Background: Recently, notch signaling has been investigated in relation to the mechanism of endothelial sprouting, elongation and vascular maturation. Although it is recognized that diabetes mellitus (DM) elicits many cellular and molecular abnormalities, the relation between notch signaling and vascular morphogenetic changes in diabetes mellitus remains to be elucidated.
Objective: The aim of this study is to investigate the role of notch signaling pathway in hyperglycemic condition.
Methods: We evaluated the direct effects of high concentration of glucose on notch signaling in both cultured HUVEC and a model of angiogenesis, a 3-dimensional (3D) spheroid co-culture model. The changes of notch signaling were evaluated by RT-PCR and Western blot with or without signal-modulating chemicals. Confocal microscopy was used to visualizing the endothelial sprouts in 3D collagen gel which were similar to growing capillaries, thus mimicked the physiological blood vessel formation. Endothelial cells were labeled with GFP-or YFP expressing lentiviral vectors.

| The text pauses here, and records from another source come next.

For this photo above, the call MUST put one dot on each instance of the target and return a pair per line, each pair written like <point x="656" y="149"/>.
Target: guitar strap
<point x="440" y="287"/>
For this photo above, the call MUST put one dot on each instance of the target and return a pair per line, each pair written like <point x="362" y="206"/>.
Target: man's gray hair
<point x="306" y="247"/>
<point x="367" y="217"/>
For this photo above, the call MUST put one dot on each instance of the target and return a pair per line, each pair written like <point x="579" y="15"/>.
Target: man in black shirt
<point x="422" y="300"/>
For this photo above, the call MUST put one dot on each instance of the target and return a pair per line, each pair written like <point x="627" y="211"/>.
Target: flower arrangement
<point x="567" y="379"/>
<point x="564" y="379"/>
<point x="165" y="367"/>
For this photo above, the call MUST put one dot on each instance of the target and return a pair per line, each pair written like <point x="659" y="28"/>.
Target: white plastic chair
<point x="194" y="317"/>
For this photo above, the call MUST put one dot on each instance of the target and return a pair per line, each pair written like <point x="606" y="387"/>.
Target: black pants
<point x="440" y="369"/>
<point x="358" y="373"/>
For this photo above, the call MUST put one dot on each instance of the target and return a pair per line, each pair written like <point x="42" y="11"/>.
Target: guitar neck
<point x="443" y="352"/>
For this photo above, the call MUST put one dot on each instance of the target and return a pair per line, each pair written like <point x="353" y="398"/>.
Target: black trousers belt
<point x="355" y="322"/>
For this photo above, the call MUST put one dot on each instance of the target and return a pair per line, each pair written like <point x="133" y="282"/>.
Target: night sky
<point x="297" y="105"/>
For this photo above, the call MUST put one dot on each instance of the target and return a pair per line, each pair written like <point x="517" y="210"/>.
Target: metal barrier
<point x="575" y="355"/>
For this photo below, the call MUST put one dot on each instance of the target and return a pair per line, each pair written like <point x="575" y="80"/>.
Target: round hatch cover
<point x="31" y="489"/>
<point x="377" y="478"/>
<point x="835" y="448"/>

Results: One of the Notch ligands, Jaggged-1, is upregulated in response to high glucose. Analysis of relative expression results using real-time PCR show both dose- and time-dependent effects (3.5-fold increase at 25.6mM, 7-fold increase after 6days) of glucose on Jagged-1 expression in HUVECs. High glucose-induced Jagged-1 expression was completely inhibited by addition of each inhibitor of NF-κB and PKC (91.7±1.7%, p<0.001; 48.6±9.5, p=0.003, respectively). We also examined high glucose effects on 3D-cultured HUVEC spheroids. Confocal image analysis revealed that prolonged exposure of high glucose decreased total tube length (1.68±0.27㎜ at 25.6mM) than in control cultures (3.37±1.15㎜) (p=0.035) as well as maximum tube length (0.86±0.08 versus 0.63±0.04, p=0.009). Interestingly, the number of sprouts per spheroid circumference (㎜) was increased by 24h high glucose exposure (51.9±5.8) than in control cultures (38.5±2.6) (p=0.04) and it was markedly reversed by shRNA-mediated suppression of Jagged-1 expression (30.2±4.7) (p=0.020). A similar increase in sprout number was observed by Jagged-1 over-expression using lentiviral vector (74.7±5.0, p=0.001) or DAPT, Notch signaling inhibitor, treatment (70.2±6.2, p=0.003) than control (48.6±5.9).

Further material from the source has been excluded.